What is happening to cause this wide-scale interest in bonds and bond funds? As with most trends, there is both a long-term shift and a more current accelerator. For many years, the buyers of bonds looked to interest payments to fulfill specific spending needs, often retirement spending. (Remember the phrase that someone was “living on fixed-income?” For some, this included interest payments and slow moving pension plans.) The eventual repayment of principal was a significant event, either to cause a reinvestment or to make a significant purchase of an asset. (This could be to pay off a mortgage or to send a child to college or similar such expenditures.) Historically, once a high quality bond was issued at a currently acceptable interest rate, the vast majority of the issue would be held to maturity. Over time, some bonds would come back out on the market to meet estate needs or to meet the needs of a change of circumstances. With the recent rise of professional fixed-income managers, trading profits in addition to interest income were promised, and some delivered. Today fewer bond issues are locked up, and it is not unusual for bonds to have transaction turnover rates similar to stocks. They have become trading vehicles. Becoming trading vehicles changes some of the participants in the market place.
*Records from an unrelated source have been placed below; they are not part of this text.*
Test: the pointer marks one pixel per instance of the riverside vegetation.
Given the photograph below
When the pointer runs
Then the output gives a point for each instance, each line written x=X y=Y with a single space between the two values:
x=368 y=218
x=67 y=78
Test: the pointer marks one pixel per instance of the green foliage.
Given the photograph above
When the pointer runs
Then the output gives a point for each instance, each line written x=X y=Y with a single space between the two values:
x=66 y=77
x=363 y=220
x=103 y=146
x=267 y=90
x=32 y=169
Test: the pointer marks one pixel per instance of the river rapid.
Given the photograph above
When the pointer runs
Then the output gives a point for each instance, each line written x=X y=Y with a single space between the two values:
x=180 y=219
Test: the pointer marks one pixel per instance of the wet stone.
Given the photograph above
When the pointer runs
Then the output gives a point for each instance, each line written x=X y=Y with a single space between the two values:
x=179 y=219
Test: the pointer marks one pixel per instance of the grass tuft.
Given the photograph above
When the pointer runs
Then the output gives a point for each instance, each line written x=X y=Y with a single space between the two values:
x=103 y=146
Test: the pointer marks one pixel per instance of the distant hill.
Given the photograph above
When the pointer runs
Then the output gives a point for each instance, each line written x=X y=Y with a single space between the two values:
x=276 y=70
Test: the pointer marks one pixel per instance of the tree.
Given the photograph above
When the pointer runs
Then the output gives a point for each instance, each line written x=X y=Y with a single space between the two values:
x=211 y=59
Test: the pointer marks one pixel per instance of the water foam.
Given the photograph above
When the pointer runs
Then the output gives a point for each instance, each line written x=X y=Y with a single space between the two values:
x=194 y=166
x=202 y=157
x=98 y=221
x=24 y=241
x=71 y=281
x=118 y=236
In today’s low interest rate environment, trading can add or subtract much more than the coupon rate on the security.
What do bonds have to do with Boxing Day? To add to potential trading profits, traders look to find what they believe to be mis-priced issues, similar to the differences in pre- and post-holiday sale merchandise. Often the mis-priced securities are scarce. One of the reasons they are mis-priced is that the bonds may have been difficult to sell, which created a liquidity discount in terms of price, or a premium in terms of rate. Not dissimilar to post-holiday shoppers fighting over the one remaining great sweater in the right size. Inventory and liquidity are interrelated.
In taxable bond land, 2009 was in some respects three years in one. In the one year ending December 24th, the average non-money market fund had a total reinvested return of 19.53%, according to my old firm. The average income yield on high quality bond funds was in the range of 5%. In the long term funds, the average rates of return in 2009 rose from the Corporate “A” Rated Bond fund return of 15.95%, to Loan Participation funds returning 42.01%, and High Yield funds 50.82%. In my judgment, these are dangerous returns. To show the excess returns compared with the long-term trend for the five years ending on Christmas Eve, 2009, there were six different types of bond funds which had average annual reinvested compound returns between 4% and 5%, and two above 5%, (GNMA funds at 5.1% and Emerging Market Debt funds at 7.25%).
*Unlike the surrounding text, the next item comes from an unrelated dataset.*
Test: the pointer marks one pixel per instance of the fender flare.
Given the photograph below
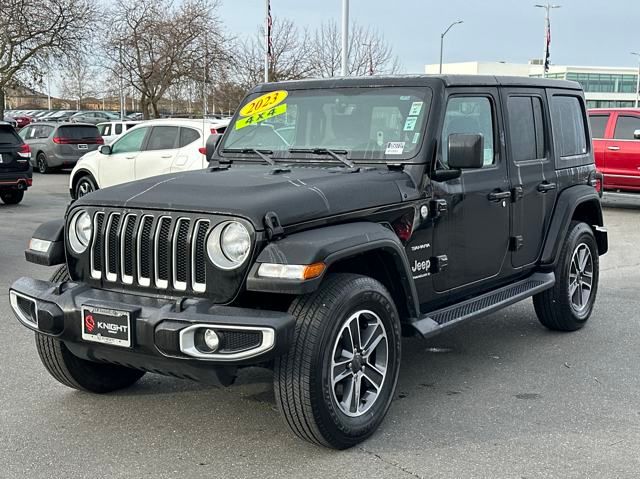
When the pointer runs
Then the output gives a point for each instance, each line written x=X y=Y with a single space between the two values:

Next week we will look at the equity sides of the investment house, which did better in 2009 after such severe contraction in 2008 that the five year returns are below the fixed-income levels.
Nevertheless, just as the intensity of manic shoppers in the mall on Boxing Day is exhilarating, it sends a warning sign of an unbalanced activity. Translating that into bond land, I would prefer to be a supplier rather than a buyer of bonds. The summer sales are likely to have fewer buyers and more bargains.